Träume aus der Kamera

Die Fotografin Shirin Hamo arbeitet international für die Modebranche und fühlt sich in Ingolstadt zu Hause

27.10.2022 | Stand 22.09.2023, 4:03 Uhr |

Verführerische Frauen, coole Männer: Shirin Hamo (Foto unten) spielt mit Klischees. Fotos: Hamo

Von Jesko Schulze-Reimpell

Ingolstadt – Shirin Hamo verkauft Träume. Die Ingolstädter Fotografin zeigt die Menschen, wie sie aussehen könnten. Da sieht man etwa eine Frau vor einer mondänen Badewanne sitzen im Abendkleid. Zwischen ihren Beinen stehen ein Champagner-Glas und eine Schale mit Weintrauben. Den Betrachter blickt die Frau mit fast provokativem Ernst an. Was will uns dieses Foto voller symbolischer Verführungsgewalt, voller Einsamkeit, Sehnsucht erzählen?

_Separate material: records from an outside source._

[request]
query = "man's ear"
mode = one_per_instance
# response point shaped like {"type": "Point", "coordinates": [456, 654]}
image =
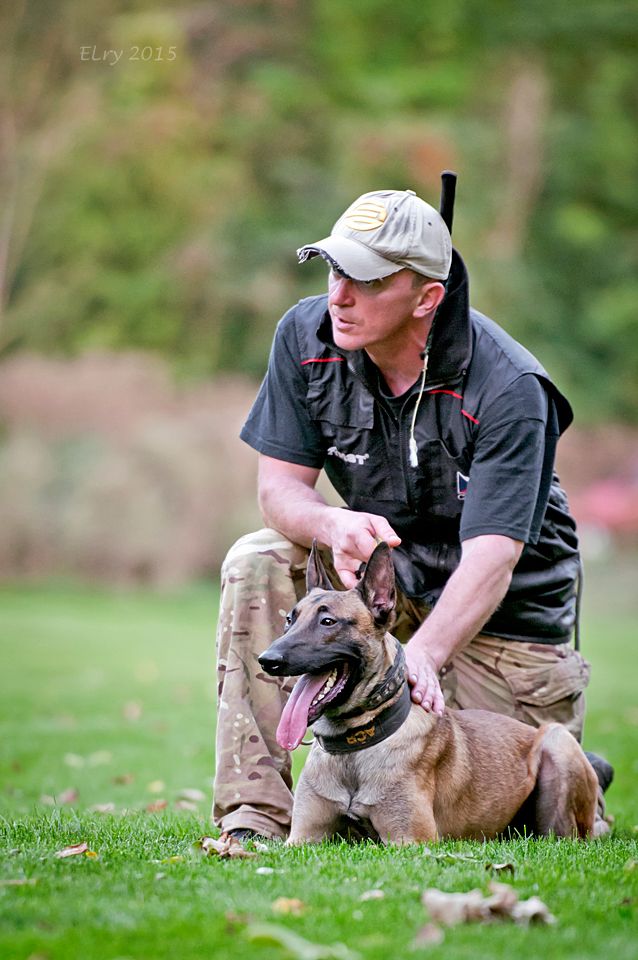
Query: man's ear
{"type": "Point", "coordinates": [377, 586]}
{"type": "Point", "coordinates": [316, 575]}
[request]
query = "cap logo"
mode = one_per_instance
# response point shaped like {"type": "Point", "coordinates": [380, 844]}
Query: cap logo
{"type": "Point", "coordinates": [369, 215]}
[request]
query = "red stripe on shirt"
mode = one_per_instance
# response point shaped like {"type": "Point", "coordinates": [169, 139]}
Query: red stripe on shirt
{"type": "Point", "coordinates": [322, 360]}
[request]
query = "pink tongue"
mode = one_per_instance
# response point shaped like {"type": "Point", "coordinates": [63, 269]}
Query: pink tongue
{"type": "Point", "coordinates": [294, 719]}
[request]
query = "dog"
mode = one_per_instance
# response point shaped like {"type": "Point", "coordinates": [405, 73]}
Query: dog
{"type": "Point", "coordinates": [384, 768]}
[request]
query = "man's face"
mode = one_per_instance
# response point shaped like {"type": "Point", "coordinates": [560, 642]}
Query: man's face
{"type": "Point", "coordinates": [376, 313]}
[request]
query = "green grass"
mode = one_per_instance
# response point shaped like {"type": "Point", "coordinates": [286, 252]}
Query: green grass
{"type": "Point", "coordinates": [97, 687]}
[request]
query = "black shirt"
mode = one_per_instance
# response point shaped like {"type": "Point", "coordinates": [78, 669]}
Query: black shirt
{"type": "Point", "coordinates": [486, 432]}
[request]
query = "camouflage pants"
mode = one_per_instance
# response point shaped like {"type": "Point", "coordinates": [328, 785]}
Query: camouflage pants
{"type": "Point", "coordinates": [263, 576]}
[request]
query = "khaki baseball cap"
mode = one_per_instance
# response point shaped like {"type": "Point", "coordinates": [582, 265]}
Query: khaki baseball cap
{"type": "Point", "coordinates": [383, 232]}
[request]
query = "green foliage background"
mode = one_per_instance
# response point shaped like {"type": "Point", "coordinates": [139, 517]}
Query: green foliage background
{"type": "Point", "coordinates": [158, 204]}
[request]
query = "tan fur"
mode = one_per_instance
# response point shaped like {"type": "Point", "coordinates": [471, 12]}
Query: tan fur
{"type": "Point", "coordinates": [470, 773]}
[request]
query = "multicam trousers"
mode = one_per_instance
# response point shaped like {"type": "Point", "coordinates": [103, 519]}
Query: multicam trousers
{"type": "Point", "coordinates": [263, 576]}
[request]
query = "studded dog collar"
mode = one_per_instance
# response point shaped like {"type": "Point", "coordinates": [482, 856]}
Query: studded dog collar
{"type": "Point", "coordinates": [385, 723]}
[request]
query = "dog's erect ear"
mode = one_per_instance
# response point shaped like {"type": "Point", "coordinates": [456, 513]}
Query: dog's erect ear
{"type": "Point", "coordinates": [377, 586]}
{"type": "Point", "coordinates": [316, 575]}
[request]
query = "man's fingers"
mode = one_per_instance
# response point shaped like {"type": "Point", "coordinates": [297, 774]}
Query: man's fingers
{"type": "Point", "coordinates": [383, 531]}
{"type": "Point", "coordinates": [438, 704]}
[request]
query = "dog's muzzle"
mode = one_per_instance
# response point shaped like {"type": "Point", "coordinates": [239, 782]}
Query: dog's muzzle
{"type": "Point", "coordinates": [273, 663]}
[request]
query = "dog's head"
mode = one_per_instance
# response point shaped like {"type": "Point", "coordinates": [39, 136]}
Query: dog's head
{"type": "Point", "coordinates": [332, 638]}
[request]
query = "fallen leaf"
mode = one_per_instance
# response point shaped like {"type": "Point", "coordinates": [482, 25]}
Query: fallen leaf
{"type": "Point", "coordinates": [123, 778]}
{"type": "Point", "coordinates": [428, 936]}
{"type": "Point", "coordinates": [74, 760]}
{"type": "Point", "coordinates": [132, 711]}
{"type": "Point", "coordinates": [192, 794]}
{"type": "Point", "coordinates": [446, 856]}
{"type": "Point", "coordinates": [503, 900]}
{"type": "Point", "coordinates": [298, 947]}
{"type": "Point", "coordinates": [452, 908]}
{"type": "Point", "coordinates": [501, 867]}
{"type": "Point", "coordinates": [68, 796]}
{"type": "Point", "coordinates": [287, 905]}
{"type": "Point", "coordinates": [73, 850]}
{"type": "Point", "coordinates": [226, 847]}
{"type": "Point", "coordinates": [532, 911]}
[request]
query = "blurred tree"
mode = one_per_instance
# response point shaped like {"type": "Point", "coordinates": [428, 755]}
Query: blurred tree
{"type": "Point", "coordinates": [158, 203]}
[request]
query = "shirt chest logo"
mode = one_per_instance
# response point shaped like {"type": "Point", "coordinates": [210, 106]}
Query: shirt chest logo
{"type": "Point", "coordinates": [358, 458]}
{"type": "Point", "coordinates": [462, 483]}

Oder die Frau im roten Kleid, die im Wasser treibt, perfekt geschminkt und frisiert, als wäre sie nicht von dieser Welt? Oder der arabisch wirkende Mann mit Goldkettchen, der uralte Handys vorzeigt, während Tätowierungen aus den Ärmeln hervorscheinen?

Das alles sind Klischees. Träume von einem verruchten Leben, von fantastischem Reichtum, märchenhafter Schönheit. Eine Welt, in der alles perfekt ist. Die Männer stark und cool, die Frauen sexy und verführerisch, das Umfeld stimmungsvoll. Die Klischees treten hier so geballt auf, dass jedes Bild bis zum Übermaß künstlich wirkt und zum Kunstwerk wird.

Shirin Hamo verkauft diese Träume, das ist ihr Geschäftsmodell. Ihre Kunden sind Fashion-Firmen und Musik-Labels. Für sie macht sie die Welt schöner. Auch Privatkunden nehmen ihre Dienste in Anspruch. Frauen etwa, die erleben wollen, wie es ist, ein Model zu sein, ein Star, „wenn sich ein paar Stunden lang komplett alles um sie dreht“, erzählt Shirin Hamo. Dazu beschäftigt sie ein ganzes Team, zuständig für Make-up und Frisur und natürlich auch das Outfit. „Ich bin selbst eine Frau“, sagt sie, „ich weiß wie es ist, wenn man ein neues Kleid vorführen kann.“ Dabei ist es Hamo wichtig, dass nicht nur die Fotos gelingen und eine bessere Version des eigenen Selbst präsentieren, sondern dass der ganze Prozess zu einem einmaligen Erlebnis wird. „Das ist wie ein Friseurbesuch, eine Möglichkeit, völlig zu relaxen.“

Shirin Hamo, die sich selbst gerne präsentiert als wäre sie gerade einem Hochglanz-Magazin entstiegen, liebt die Welt der Illusionen. Dabei kommt sie selbst eher aus schwierigen Verhältnissen. Ihre Familie flüchtete 1999 aus Syrien, da war sie gerade mal vier Jahre alt. Die Familie hatte es schwer sich durchzuschlagen. Die Ingolstädter Tafel waren ein bekannter und wichtiger Ort für die Flüchtlinge. Jetzt ist Shirin Hamo erfolgreich. Und möchte in Dankbarkeit etwas zurückgeben. So spendete die 27-Jährige mehr als 2400 Euro von den Einnahmen aus ihrer kürzlich im P3 gezeigten Ausstellung mit ihren Fotografien an die Ingolstädter Tafel.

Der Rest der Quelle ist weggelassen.